显着提高子集和汇总 pandas 数据帧的速度

drastically improve speed to subset and summarize pandas dataframe

我有一个包含购买历史的数据框 (最后一个数据框)

我必须生成他们在他们来的第一天、第二天、一周、一个月等等的购买摘要,如下所示:

purchaser firstDay secondDay firstWeek firstMonth 6months oneyear
0 anil 1 0 0 0 1
1 mukesh 1 0 1 7 0
2 ravi 8 0 0 4 1

我所做的如下: 创建了摘要

summary=df.groupby('purchaser').agg('min').rename(columns={'date':'min'}).reset_index()
summary['oneday_date']=summary['min']+dt.timedelta(days=1)
summary['oneweek_date']=summary['min']+dt.timedelta(days=7)
summary['onemonth_date']=summary['min']+dt.timedelta(days=30)
summary['sixmonth_date']=summary['min']+dt.timedelta(days=183)
summary['year_date']=summary['min']+dt.timedelta(days=365)

然后对每个购买者进行迭代和统计。

%%time
result=[]
for num, row in summary.iterrows():
    purchaser=row['purchaser']
    mindate=row['min']
    oneday=row['oneday_date']
    oneweek=row['oneweek_date']
    onemonth=row['onemonth_date']
    sixmonth=row['sixmonth_date']
    oneyear=row['year_date']
    
    subdf=df[df['purchaser']==purchaser]
    
    count0=len(subdf[(subdf['date']>=mindate) & (subdf['date']<oneday)])
    count1=len(subdf[(subdf['date']>=oneday) & (subdf['date']<oneweek)])
    count2=len(subdf[(subdf['date']>=oneweek) & (subdf['date']<onemonth)])
    count3=len(subdf[(subdf['date']>=onemonth) & (subdf['date']<sixmonth)])
    count4=len(subdf[(subdf['date']>=sixmonth) & (subdf['date']<oneyear)])
    count5=len(subdf[subdf['date']>=oneyear])
    
    result.append([purchaser,count0,count1,count2,count3,count4,count5])

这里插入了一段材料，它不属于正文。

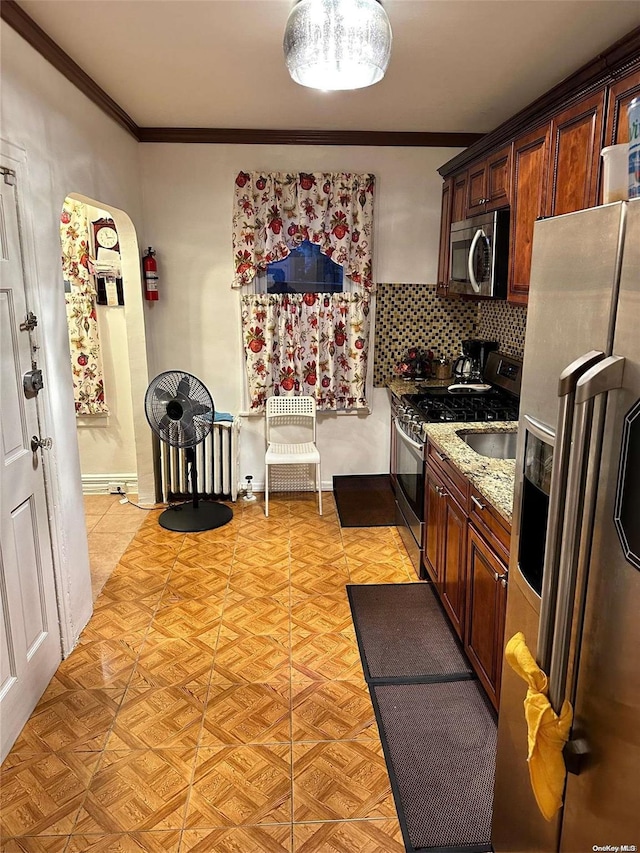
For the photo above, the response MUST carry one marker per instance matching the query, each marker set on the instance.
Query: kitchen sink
(497, 445)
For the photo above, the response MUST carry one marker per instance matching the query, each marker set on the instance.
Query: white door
(30, 643)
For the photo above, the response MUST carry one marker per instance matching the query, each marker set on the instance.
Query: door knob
(44, 443)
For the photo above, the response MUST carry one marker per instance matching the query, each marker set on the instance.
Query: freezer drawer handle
(581, 490)
(575, 754)
(562, 447)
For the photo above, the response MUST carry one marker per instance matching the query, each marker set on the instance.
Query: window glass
(305, 270)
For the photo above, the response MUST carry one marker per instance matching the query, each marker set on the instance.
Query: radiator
(216, 461)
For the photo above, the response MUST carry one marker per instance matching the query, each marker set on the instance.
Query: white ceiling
(456, 65)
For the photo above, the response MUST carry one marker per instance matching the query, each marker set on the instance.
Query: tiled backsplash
(504, 322)
(413, 315)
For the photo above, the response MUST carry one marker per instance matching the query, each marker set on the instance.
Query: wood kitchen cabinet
(466, 551)
(545, 160)
(576, 142)
(445, 546)
(486, 601)
(489, 183)
(459, 197)
(621, 93)
(530, 162)
(445, 225)
(446, 541)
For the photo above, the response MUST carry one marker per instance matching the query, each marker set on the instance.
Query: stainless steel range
(496, 399)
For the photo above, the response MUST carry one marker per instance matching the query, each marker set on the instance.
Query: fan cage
(191, 405)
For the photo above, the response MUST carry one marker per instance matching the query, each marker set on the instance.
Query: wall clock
(105, 235)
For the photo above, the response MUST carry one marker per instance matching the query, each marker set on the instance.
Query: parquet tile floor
(215, 702)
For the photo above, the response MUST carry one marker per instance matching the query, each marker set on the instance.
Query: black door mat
(439, 742)
(404, 635)
(365, 500)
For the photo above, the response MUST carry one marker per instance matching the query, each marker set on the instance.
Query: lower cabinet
(445, 548)
(485, 612)
(468, 570)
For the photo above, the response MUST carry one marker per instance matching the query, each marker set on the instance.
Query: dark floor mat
(404, 635)
(365, 500)
(439, 742)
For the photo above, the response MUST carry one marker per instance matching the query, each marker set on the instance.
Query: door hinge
(9, 176)
(31, 321)
(42, 443)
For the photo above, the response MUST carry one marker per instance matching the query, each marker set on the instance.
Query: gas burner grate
(442, 405)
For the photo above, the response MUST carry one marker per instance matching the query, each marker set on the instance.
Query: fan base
(185, 518)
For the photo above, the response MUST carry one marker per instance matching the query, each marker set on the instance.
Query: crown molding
(242, 136)
(25, 26)
(613, 63)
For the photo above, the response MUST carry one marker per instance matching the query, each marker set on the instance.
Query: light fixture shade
(337, 44)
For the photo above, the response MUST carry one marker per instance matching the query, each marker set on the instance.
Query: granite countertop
(493, 478)
(411, 386)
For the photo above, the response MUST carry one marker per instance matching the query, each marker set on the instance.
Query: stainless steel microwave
(479, 255)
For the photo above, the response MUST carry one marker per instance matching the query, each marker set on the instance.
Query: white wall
(69, 146)
(188, 194)
(107, 444)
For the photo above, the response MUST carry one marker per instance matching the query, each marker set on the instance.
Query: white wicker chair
(291, 438)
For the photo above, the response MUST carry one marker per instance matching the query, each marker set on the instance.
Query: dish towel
(547, 732)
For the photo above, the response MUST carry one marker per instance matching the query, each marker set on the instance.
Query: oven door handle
(406, 439)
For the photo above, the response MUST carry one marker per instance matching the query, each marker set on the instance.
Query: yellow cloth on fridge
(547, 732)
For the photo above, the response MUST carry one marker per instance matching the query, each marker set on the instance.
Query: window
(305, 270)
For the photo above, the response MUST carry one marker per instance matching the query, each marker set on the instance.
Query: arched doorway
(102, 282)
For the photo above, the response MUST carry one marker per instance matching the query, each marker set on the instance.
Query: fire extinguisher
(150, 271)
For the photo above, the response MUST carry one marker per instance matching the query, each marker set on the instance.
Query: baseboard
(101, 484)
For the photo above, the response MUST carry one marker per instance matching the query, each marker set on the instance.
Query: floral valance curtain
(82, 321)
(276, 211)
(307, 344)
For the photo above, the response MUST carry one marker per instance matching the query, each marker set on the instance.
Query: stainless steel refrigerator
(574, 570)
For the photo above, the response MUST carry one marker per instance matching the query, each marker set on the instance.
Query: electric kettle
(463, 368)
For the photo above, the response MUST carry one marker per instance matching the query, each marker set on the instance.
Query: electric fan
(180, 411)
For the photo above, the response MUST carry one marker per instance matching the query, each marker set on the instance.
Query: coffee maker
(470, 366)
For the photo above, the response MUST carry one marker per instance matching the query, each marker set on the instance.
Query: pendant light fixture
(337, 44)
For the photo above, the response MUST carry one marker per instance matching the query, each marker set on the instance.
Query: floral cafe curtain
(307, 344)
(86, 360)
(276, 211)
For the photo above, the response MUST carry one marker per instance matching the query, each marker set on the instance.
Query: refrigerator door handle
(562, 448)
(581, 493)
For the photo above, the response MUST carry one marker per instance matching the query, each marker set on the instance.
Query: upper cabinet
(576, 142)
(459, 197)
(621, 93)
(530, 165)
(489, 182)
(545, 161)
(445, 223)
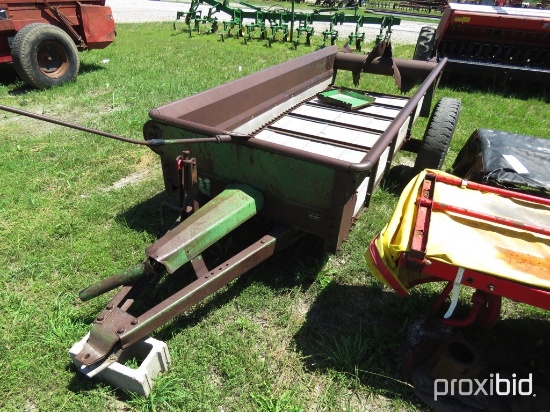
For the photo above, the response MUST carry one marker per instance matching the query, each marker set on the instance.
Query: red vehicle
(508, 42)
(42, 38)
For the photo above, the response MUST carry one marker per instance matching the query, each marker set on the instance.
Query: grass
(303, 331)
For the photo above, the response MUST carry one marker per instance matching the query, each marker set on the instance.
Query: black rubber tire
(44, 56)
(424, 44)
(437, 137)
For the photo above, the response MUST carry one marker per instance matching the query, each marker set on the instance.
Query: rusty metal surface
(115, 328)
(228, 106)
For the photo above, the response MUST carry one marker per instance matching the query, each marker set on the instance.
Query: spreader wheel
(438, 135)
(424, 44)
(44, 55)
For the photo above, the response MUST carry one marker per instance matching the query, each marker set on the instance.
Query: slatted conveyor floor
(317, 127)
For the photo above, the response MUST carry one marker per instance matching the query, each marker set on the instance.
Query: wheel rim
(53, 60)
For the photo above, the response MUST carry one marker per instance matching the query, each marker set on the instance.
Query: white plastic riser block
(152, 353)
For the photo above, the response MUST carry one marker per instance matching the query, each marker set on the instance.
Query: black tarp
(507, 160)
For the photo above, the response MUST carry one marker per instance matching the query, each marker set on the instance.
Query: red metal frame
(489, 289)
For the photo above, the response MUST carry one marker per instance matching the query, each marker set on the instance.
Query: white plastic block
(152, 353)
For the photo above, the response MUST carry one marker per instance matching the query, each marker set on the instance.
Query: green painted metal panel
(228, 210)
(282, 176)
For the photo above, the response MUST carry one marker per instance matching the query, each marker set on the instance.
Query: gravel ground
(136, 11)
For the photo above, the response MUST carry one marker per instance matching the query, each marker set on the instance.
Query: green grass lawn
(303, 331)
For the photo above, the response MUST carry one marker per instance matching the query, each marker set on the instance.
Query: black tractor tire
(44, 56)
(437, 137)
(425, 44)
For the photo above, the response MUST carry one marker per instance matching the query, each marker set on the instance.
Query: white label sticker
(516, 164)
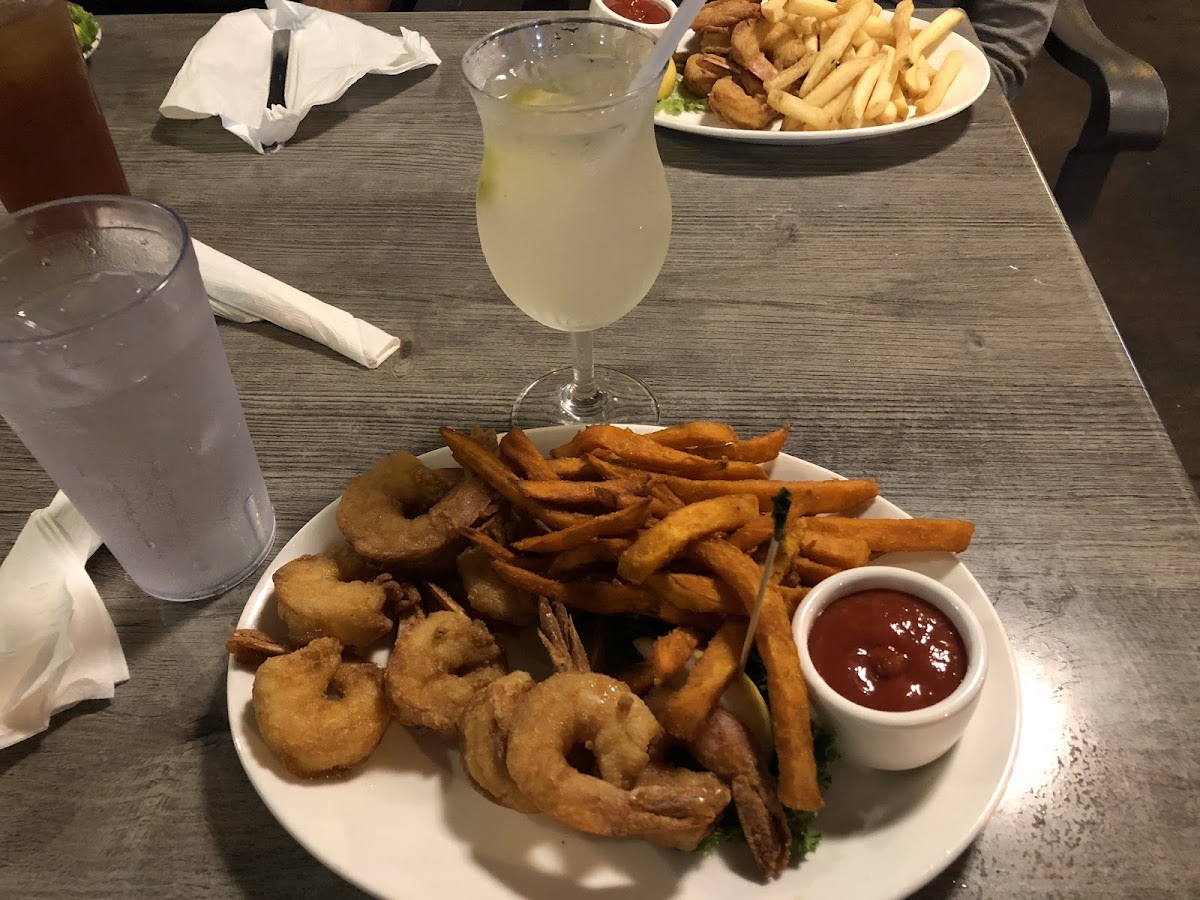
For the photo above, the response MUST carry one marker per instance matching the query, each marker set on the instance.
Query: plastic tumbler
(113, 375)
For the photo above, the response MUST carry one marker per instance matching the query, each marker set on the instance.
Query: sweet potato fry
(697, 593)
(672, 652)
(619, 522)
(808, 497)
(604, 550)
(689, 707)
(571, 468)
(664, 541)
(648, 455)
(763, 448)
(472, 456)
(811, 573)
(834, 550)
(580, 492)
(789, 695)
(888, 535)
(693, 435)
(754, 533)
(601, 597)
(520, 453)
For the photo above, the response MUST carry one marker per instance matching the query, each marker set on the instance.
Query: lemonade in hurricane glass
(573, 207)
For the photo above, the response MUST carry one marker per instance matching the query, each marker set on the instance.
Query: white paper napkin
(227, 71)
(244, 294)
(58, 645)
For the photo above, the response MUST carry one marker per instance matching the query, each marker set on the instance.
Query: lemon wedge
(669, 79)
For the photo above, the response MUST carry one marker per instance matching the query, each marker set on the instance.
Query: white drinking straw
(667, 42)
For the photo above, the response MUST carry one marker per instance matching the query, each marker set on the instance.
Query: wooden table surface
(912, 305)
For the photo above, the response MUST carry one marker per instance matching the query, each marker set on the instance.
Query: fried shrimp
(311, 732)
(485, 741)
(407, 516)
(438, 665)
(334, 594)
(489, 594)
(600, 714)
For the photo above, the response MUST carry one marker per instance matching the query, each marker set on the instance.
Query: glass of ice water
(113, 376)
(573, 207)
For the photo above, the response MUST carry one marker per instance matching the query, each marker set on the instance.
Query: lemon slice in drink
(529, 96)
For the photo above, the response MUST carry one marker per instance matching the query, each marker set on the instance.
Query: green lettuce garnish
(681, 100)
(85, 25)
(805, 835)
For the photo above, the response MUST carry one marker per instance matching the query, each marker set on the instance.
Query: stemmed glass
(573, 207)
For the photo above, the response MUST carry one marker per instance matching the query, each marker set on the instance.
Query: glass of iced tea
(54, 142)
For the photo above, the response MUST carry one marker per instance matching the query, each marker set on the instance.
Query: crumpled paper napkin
(227, 71)
(58, 645)
(240, 293)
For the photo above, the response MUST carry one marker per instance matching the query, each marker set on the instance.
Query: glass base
(549, 401)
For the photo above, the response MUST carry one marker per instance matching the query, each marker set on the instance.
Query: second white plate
(970, 84)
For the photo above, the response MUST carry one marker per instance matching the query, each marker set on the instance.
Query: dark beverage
(54, 142)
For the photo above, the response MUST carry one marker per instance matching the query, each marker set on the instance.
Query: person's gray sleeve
(1012, 33)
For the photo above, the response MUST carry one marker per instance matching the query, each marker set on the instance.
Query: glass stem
(582, 397)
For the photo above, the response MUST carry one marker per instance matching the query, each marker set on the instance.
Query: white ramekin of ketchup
(894, 663)
(649, 16)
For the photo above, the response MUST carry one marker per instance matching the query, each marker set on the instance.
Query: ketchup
(645, 11)
(887, 649)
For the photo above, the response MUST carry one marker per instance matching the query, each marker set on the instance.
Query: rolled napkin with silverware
(244, 294)
(58, 645)
(228, 72)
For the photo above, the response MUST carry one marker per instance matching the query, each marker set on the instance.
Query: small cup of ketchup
(649, 16)
(894, 663)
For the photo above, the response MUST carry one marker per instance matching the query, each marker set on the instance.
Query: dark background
(1140, 243)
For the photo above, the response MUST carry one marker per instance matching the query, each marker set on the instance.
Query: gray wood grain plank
(912, 305)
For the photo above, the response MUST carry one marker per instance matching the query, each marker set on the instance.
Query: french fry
(689, 707)
(888, 535)
(672, 652)
(883, 85)
(790, 76)
(879, 29)
(661, 543)
(900, 101)
(520, 451)
(697, 593)
(941, 83)
(603, 550)
(475, 457)
(691, 435)
(928, 39)
(789, 695)
(619, 522)
(808, 497)
(833, 48)
(798, 109)
(901, 30)
(840, 79)
(581, 492)
(816, 9)
(864, 85)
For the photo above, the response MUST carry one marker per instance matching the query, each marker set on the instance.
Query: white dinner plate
(408, 825)
(967, 88)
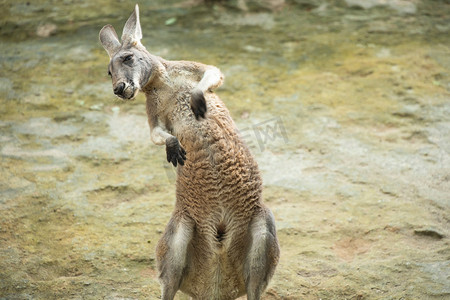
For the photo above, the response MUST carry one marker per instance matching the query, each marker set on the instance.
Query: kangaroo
(220, 242)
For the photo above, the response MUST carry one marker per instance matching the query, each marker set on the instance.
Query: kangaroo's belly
(215, 269)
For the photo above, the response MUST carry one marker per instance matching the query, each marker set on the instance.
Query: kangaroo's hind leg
(172, 254)
(263, 254)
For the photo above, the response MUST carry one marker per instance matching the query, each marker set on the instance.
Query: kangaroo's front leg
(212, 78)
(172, 254)
(175, 153)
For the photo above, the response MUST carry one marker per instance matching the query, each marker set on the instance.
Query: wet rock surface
(345, 105)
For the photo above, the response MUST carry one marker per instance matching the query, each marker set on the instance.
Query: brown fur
(220, 242)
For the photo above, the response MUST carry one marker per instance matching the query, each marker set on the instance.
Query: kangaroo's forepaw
(198, 104)
(175, 153)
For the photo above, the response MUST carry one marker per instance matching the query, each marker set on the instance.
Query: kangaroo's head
(130, 67)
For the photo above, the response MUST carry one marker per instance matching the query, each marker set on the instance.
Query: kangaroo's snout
(125, 90)
(118, 90)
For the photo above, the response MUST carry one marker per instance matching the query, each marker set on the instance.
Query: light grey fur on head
(131, 35)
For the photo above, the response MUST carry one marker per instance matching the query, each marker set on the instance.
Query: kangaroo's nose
(118, 90)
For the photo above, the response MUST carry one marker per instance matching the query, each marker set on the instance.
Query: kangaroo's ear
(132, 33)
(110, 41)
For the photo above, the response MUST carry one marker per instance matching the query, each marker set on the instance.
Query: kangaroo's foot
(175, 153)
(263, 254)
(172, 255)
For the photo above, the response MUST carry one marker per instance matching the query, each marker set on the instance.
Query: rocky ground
(345, 105)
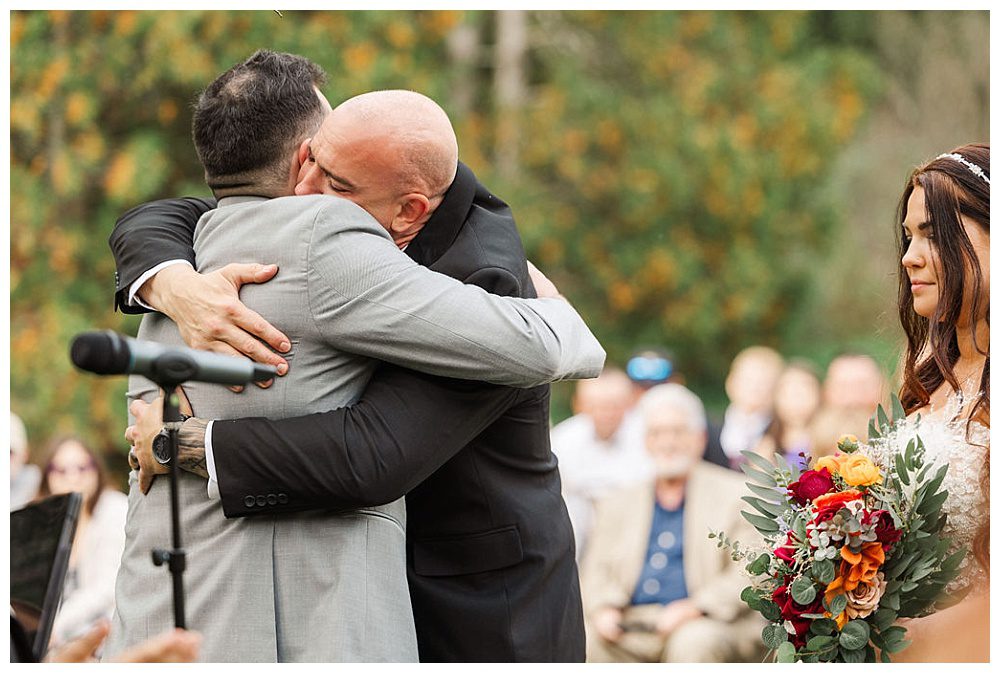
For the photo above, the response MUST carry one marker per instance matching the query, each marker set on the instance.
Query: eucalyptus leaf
(765, 508)
(762, 524)
(803, 591)
(786, 653)
(759, 565)
(837, 604)
(767, 493)
(854, 635)
(852, 656)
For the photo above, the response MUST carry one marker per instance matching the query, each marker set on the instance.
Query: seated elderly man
(656, 588)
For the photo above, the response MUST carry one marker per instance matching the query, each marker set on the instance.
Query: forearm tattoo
(191, 447)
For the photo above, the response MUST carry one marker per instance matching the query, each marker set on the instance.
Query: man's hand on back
(210, 315)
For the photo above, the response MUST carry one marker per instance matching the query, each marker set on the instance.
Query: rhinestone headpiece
(976, 170)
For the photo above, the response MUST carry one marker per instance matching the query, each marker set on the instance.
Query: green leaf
(759, 565)
(786, 653)
(852, 656)
(767, 493)
(824, 571)
(837, 604)
(854, 635)
(803, 591)
(766, 508)
(771, 612)
(823, 627)
(818, 642)
(762, 524)
(773, 636)
(901, 470)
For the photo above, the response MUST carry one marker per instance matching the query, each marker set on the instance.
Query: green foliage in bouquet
(852, 544)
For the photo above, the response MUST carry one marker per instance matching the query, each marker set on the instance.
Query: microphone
(109, 353)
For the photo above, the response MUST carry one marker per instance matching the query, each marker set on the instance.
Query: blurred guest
(649, 367)
(600, 448)
(854, 381)
(830, 424)
(24, 477)
(750, 387)
(655, 587)
(796, 401)
(89, 590)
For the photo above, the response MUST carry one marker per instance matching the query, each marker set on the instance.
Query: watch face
(161, 448)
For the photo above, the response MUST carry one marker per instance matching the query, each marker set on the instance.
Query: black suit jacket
(490, 551)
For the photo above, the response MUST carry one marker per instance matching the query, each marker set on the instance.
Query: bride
(944, 297)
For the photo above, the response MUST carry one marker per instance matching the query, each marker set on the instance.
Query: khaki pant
(701, 640)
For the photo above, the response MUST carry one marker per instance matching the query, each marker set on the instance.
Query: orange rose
(855, 569)
(831, 463)
(858, 470)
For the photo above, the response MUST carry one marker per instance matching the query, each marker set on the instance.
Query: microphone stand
(175, 558)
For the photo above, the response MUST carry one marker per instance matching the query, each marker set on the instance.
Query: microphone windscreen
(99, 352)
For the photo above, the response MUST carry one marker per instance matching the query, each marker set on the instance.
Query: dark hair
(53, 448)
(951, 189)
(253, 116)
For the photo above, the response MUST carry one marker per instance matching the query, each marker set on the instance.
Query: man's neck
(670, 492)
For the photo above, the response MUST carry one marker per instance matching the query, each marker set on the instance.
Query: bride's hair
(951, 187)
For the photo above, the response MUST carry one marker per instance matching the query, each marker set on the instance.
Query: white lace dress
(945, 438)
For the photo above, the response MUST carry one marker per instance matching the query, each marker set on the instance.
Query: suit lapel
(442, 228)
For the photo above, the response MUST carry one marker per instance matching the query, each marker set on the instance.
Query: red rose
(885, 531)
(786, 551)
(793, 612)
(811, 485)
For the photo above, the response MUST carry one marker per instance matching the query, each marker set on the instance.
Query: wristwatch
(161, 444)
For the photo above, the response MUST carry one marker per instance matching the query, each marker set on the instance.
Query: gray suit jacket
(322, 586)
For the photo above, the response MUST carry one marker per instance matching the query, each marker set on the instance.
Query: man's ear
(413, 212)
(301, 161)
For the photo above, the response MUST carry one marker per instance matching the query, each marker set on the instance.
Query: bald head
(410, 127)
(394, 153)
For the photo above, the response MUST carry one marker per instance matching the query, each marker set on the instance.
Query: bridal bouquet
(851, 544)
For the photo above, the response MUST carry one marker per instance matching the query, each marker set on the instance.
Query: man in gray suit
(314, 586)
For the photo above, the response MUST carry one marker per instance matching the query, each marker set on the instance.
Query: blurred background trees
(698, 180)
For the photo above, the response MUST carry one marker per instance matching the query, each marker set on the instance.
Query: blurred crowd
(67, 465)
(646, 475)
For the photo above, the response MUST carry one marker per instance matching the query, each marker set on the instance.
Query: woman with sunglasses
(89, 590)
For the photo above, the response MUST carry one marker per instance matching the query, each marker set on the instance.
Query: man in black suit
(490, 553)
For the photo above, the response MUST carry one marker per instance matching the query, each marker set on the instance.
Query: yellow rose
(858, 470)
(831, 463)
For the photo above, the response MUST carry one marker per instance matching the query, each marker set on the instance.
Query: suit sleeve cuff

CPU times: user 13.2 ms, sys: 587 µs, total: 13.8 ms
Wall time: 11.9 ms

我的实际数据比这个大100万倍

我已经尝试过的是

两者都没有带来任何速度提升

完整数据

df=pd.DataFrame({'purchaser':['anil', 'anil', 'anil', 'anil', 'anil', 'anil', 'anil', 'anil', 'anil', 'anil', 'anil', 'anil', 'mukesh', 'mukesh', 'mukesh', 'mukesh', 'mukesh', 'mukesh', 'mukesh', 'mukesh', 'mukesh', 'ravi', 'ravi', 'ravi', 'ravi', 'ravi', 'ravi', 'ravi', 'ravi', 'ravi', 'ravi', 'ravi', 'ravi', 'ravi'],
'article':['pencil', 'pencil', 'pencil', 'pencil', 'rubber', 'rubber', 'rubber', 'rubber', 'sharpner', 'sharpner', 'sharpner', 'sharpner', 'pencil', 'pencil', 'rubber', 'sharpner', 'sharpner', 'sharpner', 'sharpner', 'sharpner', 'sharpner', 'pencil', 'pencil', 'pencil', 'pencil', 'pencil', 'pencil', 'sharpner', 'sharpner', 'sharpner', 'sharpner', 'sharpner', 'sharpner', 'rubber'],
'date':[1611316328000000000, 1612432758000000000, 1616319170000000000, 1622455063000000000, 1604242496000000000, 1604245635000000000, 1605421133000000000, 1570823168000000000, 1594919491000000000, 1604248351000000000, 1604237937000000000, 1604233396000000000, 1604251740000000000, 1601216201000000000, 1604232509000000000, 1604249925000000000, 1604246581000000000, 1603559931000000000, 1603946050000000000, 1603956529000000000, 1604228447000000000, 1604233557000000000, 1604212924000000000, 1604212924000000000, 1604212924000000000, 1612539904000000000, 1614939815000000000, 1614964750000000000, 1621581174000000000, 1604218928000000000, 1604222345000000000, 1604239015000000000, 1613635361000000000, 1604208994000000000]})
df['date']=pd.to_datetime(df['date'])

算法:

  1. 使用 .groupby() 计算每个购买者的第一个购买日期,然后计算第二个日期、第一周、...一年的日期。将其保存在第二个数据框中。
  2. 将这些日期左连接到包含“购买者”列中所有购买的原始数据集。
  3. 根据全购集df中的这些日期列计算出想要的列。这现在可以使用向量化操作来完成,而不是遍历整个数组,从而使 运行 时间更快。
  4. .groupby() 在 purchaser 上并对每列的计数求和以产生最终所需的输出。